知的財産権保護のための国内法整備
出典: フリー百科事典『ウィキペディア(Wikipedia)』 (2020/11/04 08:49 UTC 版)
「中国の知的財産権問題」の記事における「知的財産権保護のための国内法整備」の解説
著作権 著作権法に続いて、著作権法実施条例(2002年8月2日公布、同年9月15日施行)、コンピューターソフト保護条例などが相次いで制定され、著作権の法的保護が強化されることになった。保護される著作物の対象には、文学作品、口述の作品、音楽・演劇・曲芸・舞踏・サーカス芸術作品、美術・建築作品、撮影作品、映画など映像作品、工事・製造物設計図、地図・説明図、コンピューターソフト、法律・行政法規が定めるその他の作品が含まれる。 特許権 改革開放期に入るまでの中華人民共和国においては発明、発見、合理化建議に褒賞を与える法令(例えば、1963年11月3日公布・施行の発明奨励条例など)があっただけで、特許権として保護する規定はなかった。1980年以降、国務院に特許局(現知識財産権局)が創設され、本「中華人民共和国専利法」と同法施行規則が2001年6月15日に公布され、翌2002年2月1日に施行された。
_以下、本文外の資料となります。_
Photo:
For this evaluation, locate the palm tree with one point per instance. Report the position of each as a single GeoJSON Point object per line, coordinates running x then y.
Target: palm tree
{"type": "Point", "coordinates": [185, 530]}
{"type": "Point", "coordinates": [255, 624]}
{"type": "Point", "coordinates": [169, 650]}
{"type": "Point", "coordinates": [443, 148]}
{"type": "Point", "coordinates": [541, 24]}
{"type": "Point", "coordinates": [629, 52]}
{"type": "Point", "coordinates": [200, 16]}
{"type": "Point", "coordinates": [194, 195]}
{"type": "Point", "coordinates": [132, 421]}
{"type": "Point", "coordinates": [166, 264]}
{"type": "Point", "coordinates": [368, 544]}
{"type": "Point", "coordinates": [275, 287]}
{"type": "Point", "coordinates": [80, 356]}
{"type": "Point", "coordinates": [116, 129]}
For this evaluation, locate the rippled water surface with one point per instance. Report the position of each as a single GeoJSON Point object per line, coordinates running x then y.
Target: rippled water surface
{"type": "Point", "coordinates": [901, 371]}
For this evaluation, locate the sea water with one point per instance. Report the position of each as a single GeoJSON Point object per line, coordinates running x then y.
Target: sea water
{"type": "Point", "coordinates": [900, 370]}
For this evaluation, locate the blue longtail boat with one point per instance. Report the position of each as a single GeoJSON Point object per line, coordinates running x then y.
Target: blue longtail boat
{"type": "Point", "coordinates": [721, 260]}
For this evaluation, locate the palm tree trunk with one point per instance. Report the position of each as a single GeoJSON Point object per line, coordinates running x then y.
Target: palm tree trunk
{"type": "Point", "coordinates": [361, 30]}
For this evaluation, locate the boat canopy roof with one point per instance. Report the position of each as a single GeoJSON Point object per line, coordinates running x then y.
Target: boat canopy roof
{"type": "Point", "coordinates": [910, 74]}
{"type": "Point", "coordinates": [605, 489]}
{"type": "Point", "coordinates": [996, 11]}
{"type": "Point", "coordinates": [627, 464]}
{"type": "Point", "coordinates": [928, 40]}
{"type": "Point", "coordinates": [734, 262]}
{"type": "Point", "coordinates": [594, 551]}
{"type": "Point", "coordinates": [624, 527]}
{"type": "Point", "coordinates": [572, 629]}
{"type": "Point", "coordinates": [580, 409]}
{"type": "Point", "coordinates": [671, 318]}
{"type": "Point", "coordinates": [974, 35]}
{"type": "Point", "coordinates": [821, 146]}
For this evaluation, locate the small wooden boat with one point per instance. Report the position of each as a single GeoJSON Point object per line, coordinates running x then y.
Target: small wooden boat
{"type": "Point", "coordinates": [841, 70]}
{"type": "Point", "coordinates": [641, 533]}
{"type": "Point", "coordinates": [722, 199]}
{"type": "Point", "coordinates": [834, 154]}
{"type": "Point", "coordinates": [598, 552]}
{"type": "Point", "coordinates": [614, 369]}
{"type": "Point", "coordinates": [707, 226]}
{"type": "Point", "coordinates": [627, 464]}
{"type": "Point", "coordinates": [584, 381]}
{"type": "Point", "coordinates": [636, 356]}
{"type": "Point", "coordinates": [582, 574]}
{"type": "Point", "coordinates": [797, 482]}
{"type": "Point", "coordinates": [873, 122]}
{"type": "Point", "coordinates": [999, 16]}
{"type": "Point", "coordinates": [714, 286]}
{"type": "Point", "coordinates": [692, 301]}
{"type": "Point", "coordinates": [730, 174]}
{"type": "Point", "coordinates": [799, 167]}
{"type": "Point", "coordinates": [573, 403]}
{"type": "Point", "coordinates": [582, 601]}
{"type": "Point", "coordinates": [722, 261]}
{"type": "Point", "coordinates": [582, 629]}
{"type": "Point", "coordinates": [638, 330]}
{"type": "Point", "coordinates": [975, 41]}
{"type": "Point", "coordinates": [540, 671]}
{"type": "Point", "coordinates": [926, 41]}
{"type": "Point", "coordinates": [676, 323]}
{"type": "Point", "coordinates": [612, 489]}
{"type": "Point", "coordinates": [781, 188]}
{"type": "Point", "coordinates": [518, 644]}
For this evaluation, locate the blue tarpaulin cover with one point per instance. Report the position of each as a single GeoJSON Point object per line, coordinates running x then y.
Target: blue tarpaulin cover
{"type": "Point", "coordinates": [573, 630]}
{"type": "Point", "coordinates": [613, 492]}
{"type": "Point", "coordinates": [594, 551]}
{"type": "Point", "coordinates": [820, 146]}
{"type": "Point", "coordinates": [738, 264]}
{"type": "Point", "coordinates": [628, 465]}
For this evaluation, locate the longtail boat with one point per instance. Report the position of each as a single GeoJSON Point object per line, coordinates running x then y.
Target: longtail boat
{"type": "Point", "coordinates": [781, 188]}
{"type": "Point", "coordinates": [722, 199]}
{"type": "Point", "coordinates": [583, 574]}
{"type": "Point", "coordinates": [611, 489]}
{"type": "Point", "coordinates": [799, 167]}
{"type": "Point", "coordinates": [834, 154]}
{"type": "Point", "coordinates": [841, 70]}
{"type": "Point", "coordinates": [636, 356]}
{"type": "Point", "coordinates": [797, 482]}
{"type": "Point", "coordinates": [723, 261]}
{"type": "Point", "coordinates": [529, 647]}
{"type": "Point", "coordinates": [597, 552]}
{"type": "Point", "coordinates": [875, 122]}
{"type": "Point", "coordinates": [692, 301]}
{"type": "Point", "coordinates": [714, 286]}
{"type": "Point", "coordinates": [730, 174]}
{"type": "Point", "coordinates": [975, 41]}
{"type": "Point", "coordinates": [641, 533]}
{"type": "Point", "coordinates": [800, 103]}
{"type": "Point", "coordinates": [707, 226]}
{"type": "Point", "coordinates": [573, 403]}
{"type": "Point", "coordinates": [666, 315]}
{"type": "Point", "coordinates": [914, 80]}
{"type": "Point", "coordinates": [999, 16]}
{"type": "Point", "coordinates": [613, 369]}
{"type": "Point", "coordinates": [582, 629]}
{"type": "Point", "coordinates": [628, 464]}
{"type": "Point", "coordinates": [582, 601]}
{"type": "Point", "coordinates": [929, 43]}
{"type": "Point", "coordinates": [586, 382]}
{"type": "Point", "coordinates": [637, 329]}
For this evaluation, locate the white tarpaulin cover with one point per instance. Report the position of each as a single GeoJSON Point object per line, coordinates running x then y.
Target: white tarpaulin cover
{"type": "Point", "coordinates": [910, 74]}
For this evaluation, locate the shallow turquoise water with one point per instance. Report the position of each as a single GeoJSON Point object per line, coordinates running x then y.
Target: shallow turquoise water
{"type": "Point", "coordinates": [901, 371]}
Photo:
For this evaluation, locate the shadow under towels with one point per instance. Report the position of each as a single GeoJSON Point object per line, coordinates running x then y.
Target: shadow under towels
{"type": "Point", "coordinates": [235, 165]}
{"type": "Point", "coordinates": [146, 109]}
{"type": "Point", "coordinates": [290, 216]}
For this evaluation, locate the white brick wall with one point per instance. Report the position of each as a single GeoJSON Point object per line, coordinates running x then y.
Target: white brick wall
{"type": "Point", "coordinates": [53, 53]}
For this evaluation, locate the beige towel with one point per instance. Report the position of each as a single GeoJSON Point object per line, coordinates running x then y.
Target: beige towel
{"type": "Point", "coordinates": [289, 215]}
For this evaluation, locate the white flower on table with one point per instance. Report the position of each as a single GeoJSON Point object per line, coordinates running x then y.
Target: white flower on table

2008年には、中華人民共和国の世界貿易機関加盟に伴う法整備の一環として、本法の改正が行われた。 とりわけTRIPS修正協議書の内容を反映させること、創造性と新規性を発揚させること、および特許権保護を強化することが改正の主な目的である。具体的には、まず発明・実用新案および意匠の定義を具体化・明確化した(第2条)。次に、「出願前に国内外で知られている技術」でないことを明記して絶対的新規性を採用し(第22条)、これに関連して「公知技術の抗弁」が採用された(第62条)。さらに、特許権保護の強化を目的として特許権者が侵害行為の差止に要した合理的費用(調査費、弁護士費用など)を損害賠償算定に際して斟酌することとし、あわせて賠償額の上限を、改正前の50万元から100万元に引き上げた(第65条)。その他にも、これまで中華人民共和国民事訴訟法や司法解釈に散在していた提訴前仮処分の規定を一本化するとともに(第66条)、提訴前証拠保全手続を新たに設け(第67条)、特許強制実施許諾に関する規定も大幅に改正された(第48条から第57条)。